A good portion of the film sets up a a love triangle between Alex, Jenny, and Luke, mirroring the same relationship between Arthur Guinevere and Lancelot in the Arthurian legends. Again, the dialogue that comes out of as a consequence of this is mature and impactful, and Malcolm MacDowell as Merlin offers some sage advice in a rare non-villain role. Despite this, a lot of the line deliveries, particularly from the kids and lesser known actors, are a bit flat. We never really get any depth from any of the characters, and they are just very surface-level personalities without a unique hook. The biggest issue the film faces is with the pacing: it has a fair amount going on at the beginning of the film setting out it’s premise then it just…stops. The film clearly has ideas, it just doesn’t push them at all. the finale of the film, featuring “Scar” (played by Michael Ironside) and his buddies taking Jenny and her friends hostage at her birthday party after the criminals have robbed a bank goes on forever: nearly half the film is dedicated to this part which unfolds so slowly it feels like a waste of runtime.

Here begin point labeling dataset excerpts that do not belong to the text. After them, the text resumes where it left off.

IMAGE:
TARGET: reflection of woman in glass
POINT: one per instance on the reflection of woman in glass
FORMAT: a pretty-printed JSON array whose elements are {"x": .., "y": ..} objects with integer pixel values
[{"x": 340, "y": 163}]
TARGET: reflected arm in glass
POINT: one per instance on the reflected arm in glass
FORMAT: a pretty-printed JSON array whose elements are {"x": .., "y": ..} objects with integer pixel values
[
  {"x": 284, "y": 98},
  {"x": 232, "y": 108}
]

This film looks exactly like you would imagine a 90’s film would look like, and it doesn’t really distinguish itself in this way. One of the production aspects that definitely stands out is the score: the full orchestral pieces are really strong and moving, and again coupled with the emotional scenes, makes a good impact. Overall, Kids of the Round Table has some good moments and some decent cast members to support it, but seems to hold back in terms of fleshing out it’s concept more fully. This definitely has potential to be more than it is, but it keeps everything at a very surface-level exploration, as the characters don’t really develop into anything special, and the different setups don’t take advantage of the concept. Some good heartfelt moments, and a nice score grip the viewer at certain moments, but fail to add up to make the film something special.